As world powers reconvene talks with Iran ahead of next month's deadline for a deal over the Islamic Republic's nuclear program, Israeli Prime Minister Binyamin Netanyahu warned that a nuclear-armed Iran would be "a thousand times more dangerous" than ISIS.

In a meeting with visiting US Senator Bill Cassidy (R-LA) in Jerusalem Tuesday, Netanyahu once more emphasized Israel's position that the looming deal is a "very bad" one, and cautioned western states not to "rush" talks for the sake of reaching a deal at any costs.

"I see no reason to rush to a deal, and certainly not a bad deal that paves Iran’s path to the bomb, but also fills Iran’s coffers with tens of billions of dollars to pursue its aggression throughout the Middle East and around Israel’s borders," Netanyahu said.

"I think it’s important to apply pressure to get a better deal, one that avoids these two pitfalls, and I believe that this is necessary and urgent and possible for both our countries."

Iran has stepped up its aggressive foreign policy, arming client states and proxies throughout the Middle East in what security experts have cited as proof that Tehran has been emboldened by western concessions in nuclear talks. 

Fears have been raised that the billions of dollars Iran would gain from promised sanctions relief - in exchange for minimal concessions on its nuclear program - would be funneled to terrorist groups and other militias fomenting instability in the region.

Netanyahu also warned western audiences not to allow the threat posed by Shia Islamist Iran to be eclipsed by the rise of Islamic State (ISIS) in Syria and Iraq.

"I will say this: ISIS is in the news.
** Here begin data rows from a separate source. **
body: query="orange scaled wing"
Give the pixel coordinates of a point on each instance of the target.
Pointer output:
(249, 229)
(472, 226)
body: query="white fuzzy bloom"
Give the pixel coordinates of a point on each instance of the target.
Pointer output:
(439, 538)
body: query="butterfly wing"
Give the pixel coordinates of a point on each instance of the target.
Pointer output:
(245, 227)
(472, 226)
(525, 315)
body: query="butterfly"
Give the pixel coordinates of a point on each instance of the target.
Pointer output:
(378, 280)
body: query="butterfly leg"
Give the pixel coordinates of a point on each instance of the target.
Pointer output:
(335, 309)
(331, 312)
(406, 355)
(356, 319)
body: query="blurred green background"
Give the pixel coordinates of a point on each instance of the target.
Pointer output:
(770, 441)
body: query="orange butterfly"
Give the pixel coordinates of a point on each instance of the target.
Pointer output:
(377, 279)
Its murderous actions are horrific," noted Netanyahu.

However, he added, "as horrific as ISIS is, once Iran, the preeminent terrorist state of our time, acquires nuclear weapons, it will be a hundred times more dangerous, a thousand times more dangerous and more destructive than ISIS."

"I think we have to resist both ISIS and Iran," he insisted. "We shouldn’t give Iran a path to nuclear weapons and billions of dollars to pursue aggression because of ISIS. ISIS should be fought; Iran should be stopped."

"We welcome the partnership, bipartisan, with the United States because we think that the relationship between Israel and the United States is a precious asset for both countries. Everyone in Israel thinks so as I do."

Iranian Deputy Foreign Ministers Abbas Araqchi and Majid Takht-e-Ravanchi will meet European Union deputy foreign policy chief Helga Schmid - who will represent the P5+1 world powers - in Vienna on Wednesday, as the sides attempt to implement the framework deal reached in April ahead of a June 30 deadline.